No one greets Birkin when he first arrives at Oxgodby. Determined to be resourceful, independent, and self-sustaining, Birkin resolutely shoulders his suitcases and his folding camp-bed. When the stationmaster kindly offers an umbrella for Birkin’s walk in the rain to the church, Birkin declines the offer: “I expect I will dry out when I get there” (4). He pretends to disdain the help of others. Kathy, the wise-beyond-her-years teenager, understands Birkin’s problem: “It must be a miserable job working all day on your own up there, no one to talk to or nothing” (37). He tosses off the implications of her observation. He arrived at Oxgodby determined to pretend to be someone he was not, and to control and contain his authentic self and his devastation over his time in Europe. If he begins the novel struggling to be what he is not, under the coaxing and non-judgmental influence of the community of Oxgodby, Birkin comes to make peace with the fact that being himself is the only way to authentic healing. Recall when, pitching in for Reverend Keach at the service in Barton Ferry, Birkin finally stops pretending that he knows how to deliver a sermon and honestly admits, “I’m just filling in and, as I’ve not preached before and certainly shan’t again, I’m going to tell you what I’m doing in Oxgodby” (87).

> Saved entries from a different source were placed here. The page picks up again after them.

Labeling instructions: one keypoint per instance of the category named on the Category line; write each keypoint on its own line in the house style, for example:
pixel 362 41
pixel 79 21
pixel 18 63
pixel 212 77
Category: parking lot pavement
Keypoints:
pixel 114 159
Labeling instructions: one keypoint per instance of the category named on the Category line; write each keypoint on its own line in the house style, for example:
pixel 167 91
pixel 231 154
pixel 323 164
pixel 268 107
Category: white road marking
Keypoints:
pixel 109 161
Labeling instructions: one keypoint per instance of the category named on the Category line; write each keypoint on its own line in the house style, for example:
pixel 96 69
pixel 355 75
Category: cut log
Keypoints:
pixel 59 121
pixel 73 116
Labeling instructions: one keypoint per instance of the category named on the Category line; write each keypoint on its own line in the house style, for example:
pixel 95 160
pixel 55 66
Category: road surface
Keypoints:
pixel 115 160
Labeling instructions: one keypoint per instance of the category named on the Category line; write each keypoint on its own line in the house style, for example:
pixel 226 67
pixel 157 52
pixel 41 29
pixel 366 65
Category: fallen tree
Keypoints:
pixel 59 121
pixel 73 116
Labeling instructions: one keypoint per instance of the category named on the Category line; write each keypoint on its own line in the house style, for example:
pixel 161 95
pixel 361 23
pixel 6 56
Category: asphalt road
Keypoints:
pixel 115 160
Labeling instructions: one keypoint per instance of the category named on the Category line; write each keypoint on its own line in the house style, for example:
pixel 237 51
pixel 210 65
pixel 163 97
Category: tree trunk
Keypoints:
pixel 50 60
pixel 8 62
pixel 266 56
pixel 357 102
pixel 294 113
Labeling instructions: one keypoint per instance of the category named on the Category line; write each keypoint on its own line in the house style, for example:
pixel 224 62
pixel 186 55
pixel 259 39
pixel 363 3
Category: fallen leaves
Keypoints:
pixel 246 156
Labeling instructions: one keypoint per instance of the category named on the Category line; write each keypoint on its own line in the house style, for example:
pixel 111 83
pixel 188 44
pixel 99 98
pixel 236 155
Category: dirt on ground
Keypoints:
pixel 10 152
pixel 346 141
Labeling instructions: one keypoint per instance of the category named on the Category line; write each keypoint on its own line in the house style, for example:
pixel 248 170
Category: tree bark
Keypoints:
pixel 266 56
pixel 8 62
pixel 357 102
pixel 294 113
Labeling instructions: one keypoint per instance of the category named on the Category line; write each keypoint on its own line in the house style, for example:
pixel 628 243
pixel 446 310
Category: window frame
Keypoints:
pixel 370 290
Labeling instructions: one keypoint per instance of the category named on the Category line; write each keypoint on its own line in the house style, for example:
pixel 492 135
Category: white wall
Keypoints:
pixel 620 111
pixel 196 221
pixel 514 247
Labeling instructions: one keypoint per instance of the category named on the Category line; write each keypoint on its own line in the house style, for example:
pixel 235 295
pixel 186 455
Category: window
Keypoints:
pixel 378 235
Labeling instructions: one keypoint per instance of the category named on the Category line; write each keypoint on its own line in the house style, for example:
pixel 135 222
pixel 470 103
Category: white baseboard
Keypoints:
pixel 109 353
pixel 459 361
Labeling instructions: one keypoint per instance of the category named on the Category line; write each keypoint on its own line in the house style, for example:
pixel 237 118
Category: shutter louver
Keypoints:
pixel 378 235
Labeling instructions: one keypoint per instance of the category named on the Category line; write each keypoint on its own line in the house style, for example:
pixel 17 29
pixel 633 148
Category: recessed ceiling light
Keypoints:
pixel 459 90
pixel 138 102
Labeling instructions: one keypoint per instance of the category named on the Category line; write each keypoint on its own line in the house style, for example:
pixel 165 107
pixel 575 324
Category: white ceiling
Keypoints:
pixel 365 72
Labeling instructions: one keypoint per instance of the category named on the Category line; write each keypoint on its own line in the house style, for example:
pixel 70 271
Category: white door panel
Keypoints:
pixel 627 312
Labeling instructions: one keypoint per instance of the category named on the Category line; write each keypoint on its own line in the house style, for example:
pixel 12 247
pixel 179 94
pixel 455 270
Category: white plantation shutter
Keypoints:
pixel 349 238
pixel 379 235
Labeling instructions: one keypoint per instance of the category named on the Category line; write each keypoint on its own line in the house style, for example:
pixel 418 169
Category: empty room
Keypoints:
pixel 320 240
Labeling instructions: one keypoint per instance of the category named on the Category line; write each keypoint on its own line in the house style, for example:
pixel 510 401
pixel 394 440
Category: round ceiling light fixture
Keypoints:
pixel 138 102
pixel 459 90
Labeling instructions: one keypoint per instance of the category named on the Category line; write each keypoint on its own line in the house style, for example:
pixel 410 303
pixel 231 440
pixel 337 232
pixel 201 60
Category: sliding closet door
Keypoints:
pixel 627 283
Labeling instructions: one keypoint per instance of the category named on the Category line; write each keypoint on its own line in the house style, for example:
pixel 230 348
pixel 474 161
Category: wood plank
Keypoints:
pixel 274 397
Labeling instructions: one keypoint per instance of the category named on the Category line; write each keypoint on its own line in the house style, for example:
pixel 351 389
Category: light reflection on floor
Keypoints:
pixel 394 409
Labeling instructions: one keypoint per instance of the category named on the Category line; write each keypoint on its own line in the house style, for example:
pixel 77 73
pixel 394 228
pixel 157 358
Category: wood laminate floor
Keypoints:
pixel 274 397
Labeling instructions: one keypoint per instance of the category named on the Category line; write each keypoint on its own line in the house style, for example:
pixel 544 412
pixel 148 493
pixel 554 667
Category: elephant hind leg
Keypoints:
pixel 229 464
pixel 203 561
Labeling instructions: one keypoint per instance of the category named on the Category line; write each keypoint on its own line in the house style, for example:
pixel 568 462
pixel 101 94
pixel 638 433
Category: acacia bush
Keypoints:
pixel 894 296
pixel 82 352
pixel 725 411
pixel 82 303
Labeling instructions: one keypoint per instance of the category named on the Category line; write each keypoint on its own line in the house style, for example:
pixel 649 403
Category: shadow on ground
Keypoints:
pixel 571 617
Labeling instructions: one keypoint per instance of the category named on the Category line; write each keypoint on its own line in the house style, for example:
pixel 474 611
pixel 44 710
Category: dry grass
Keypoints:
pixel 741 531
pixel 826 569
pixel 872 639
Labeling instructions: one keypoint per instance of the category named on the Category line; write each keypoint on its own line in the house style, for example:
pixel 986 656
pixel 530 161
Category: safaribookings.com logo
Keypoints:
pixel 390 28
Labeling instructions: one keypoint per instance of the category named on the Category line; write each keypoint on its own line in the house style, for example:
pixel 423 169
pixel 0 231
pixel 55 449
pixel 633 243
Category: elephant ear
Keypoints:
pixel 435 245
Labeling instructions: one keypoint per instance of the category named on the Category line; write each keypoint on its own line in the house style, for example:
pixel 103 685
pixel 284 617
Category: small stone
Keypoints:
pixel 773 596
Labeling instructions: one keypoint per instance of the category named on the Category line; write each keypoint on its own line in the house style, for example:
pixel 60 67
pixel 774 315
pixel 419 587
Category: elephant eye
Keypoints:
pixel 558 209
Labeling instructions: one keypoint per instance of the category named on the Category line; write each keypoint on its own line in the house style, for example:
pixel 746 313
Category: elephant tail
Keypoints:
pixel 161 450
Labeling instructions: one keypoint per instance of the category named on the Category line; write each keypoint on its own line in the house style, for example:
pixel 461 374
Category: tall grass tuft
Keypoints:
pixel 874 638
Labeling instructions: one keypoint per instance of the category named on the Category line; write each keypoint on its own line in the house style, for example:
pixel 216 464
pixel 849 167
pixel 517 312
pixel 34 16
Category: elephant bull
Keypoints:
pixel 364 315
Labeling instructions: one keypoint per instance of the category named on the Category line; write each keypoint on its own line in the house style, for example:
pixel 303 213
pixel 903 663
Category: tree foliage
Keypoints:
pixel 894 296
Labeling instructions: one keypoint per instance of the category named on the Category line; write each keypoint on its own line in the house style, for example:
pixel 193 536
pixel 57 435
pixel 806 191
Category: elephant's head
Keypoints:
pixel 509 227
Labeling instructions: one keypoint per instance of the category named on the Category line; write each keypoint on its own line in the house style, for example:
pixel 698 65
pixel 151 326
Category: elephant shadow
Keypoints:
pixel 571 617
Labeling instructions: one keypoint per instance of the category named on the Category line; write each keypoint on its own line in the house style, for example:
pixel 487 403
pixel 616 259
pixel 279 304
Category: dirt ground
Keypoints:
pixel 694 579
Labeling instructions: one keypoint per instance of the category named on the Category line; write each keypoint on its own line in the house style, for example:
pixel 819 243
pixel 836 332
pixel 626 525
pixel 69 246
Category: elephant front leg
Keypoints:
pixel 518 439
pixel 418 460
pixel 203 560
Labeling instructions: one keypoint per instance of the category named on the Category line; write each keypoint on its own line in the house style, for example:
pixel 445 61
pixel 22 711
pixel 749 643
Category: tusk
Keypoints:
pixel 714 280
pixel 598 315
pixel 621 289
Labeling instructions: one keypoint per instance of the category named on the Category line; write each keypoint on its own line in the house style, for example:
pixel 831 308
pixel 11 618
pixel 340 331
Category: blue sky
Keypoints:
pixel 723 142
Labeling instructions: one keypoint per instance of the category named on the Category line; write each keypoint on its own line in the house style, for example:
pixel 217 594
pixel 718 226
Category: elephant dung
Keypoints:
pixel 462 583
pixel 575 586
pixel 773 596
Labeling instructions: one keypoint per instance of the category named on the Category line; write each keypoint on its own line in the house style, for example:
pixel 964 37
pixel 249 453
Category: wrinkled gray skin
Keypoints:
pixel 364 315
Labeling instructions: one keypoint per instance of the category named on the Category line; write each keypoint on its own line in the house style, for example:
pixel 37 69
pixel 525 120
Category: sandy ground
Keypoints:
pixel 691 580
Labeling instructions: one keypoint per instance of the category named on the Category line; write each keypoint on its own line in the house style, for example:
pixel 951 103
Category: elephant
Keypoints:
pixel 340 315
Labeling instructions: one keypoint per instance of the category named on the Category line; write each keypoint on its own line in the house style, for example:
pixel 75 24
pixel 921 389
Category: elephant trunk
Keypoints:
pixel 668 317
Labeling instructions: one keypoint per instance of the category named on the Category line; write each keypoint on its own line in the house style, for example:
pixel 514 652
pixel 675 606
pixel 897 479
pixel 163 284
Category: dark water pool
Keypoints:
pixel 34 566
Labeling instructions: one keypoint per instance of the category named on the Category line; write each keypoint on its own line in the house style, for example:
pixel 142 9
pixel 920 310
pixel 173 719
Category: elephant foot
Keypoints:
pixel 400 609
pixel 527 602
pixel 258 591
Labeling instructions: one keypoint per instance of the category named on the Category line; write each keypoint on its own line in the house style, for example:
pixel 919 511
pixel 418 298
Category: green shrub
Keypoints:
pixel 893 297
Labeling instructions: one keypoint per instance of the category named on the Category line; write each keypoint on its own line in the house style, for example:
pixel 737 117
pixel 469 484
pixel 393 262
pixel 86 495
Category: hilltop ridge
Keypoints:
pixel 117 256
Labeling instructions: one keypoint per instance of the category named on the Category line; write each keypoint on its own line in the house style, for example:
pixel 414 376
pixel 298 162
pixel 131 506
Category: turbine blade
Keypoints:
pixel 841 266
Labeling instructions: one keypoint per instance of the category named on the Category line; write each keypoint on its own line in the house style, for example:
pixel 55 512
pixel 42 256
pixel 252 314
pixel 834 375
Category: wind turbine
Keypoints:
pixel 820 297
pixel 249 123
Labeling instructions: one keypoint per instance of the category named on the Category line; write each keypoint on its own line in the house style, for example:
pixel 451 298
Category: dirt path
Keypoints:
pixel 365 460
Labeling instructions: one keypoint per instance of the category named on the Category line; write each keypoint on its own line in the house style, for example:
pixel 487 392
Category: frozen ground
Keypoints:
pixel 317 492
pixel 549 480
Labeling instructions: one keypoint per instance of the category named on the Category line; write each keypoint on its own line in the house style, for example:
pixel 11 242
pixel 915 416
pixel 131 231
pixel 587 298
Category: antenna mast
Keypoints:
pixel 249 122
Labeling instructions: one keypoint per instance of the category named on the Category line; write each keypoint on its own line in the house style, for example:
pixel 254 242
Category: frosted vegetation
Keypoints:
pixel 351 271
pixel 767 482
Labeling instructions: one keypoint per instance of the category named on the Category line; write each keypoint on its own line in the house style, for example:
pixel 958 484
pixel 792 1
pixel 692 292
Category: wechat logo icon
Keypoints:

He then shares with them the story of work with the mural. That honesty and sincerity impresses the tiny congregation, and Birkin succeeds.
The ministration of others restores Birkin. This occurs through this friendship with the beguiling and precocious Kathy; his tea-time confidentials with Moon; his modest flirtation with Alice Keach; and his gentle sympathy for the dying Emily. Collectively, the town helps bring Birkin out of his emotional stupor, encouraging himself to find his way to the difficult trick of trust once again. They, the collective, ease Birkin back, giving him what he had most despaired of: a second chance. He departs ready to live and love again, rescued by the healing intervention of others.
For the profound good the neighbors in Oxgodby achieve in their bonding with the stranger Birkin, perhaps the most curious and therapeutic bonding takes place not between Birkin and the townspeople of Oxgodby. Rather the most therapeutic healing comes as Birkin comes to fall under the spell of the mural and, in turn, gradually under the spell of the artist, the original muralist. Dead for 500 years, the artist’s care becomes so apparent to Birkin that he understand what that forgotten figure understood: the healing promise of art.
In determining that Addie Hebron’s outcast ancestor was the muralist himself, Birkin sees parallels between this artist and his own life—his broken spirit, his sense of isolation, and his feeling of being lost. If Birkin’s conjecture is true, Piers Hebron was a gallant and heroic Christian who went off to the Crusades—like World War One another interminable and bloody continental-wide war fought for ideals that became over time increasingly less and less clear—only to return after finding his spiritual strength in Islam. That courageous decision, however, made him an outcast in his own world—thus the symbolic crescent scar in his forehead. In alienating him from his family, he found comfort in creating the vast mural that depicted judgment as the right only of God, not men. If Birkin’s supposition is correct, the artist placed his own figure in the mural: He is the bearded falling man being pulled by two dark angels: Christianity and his adopted religion.
That figure of the artist who finds his solace and redemption through art parallels Birkin’s summer of redemption through his dedication to restoring the mural. In the closing episode when, with the help of the divining rod, Moon and Birkin dig up the elaborate stone coffin of Piers Hebron, the two enact a kind of ritual resurrection that, just days later, Birkin himself will reenact as he packs his gear and prepares to leave Oxgodby. His soul restored and his heart reanimated, Birkin is resurrected at least in part through the experience of art.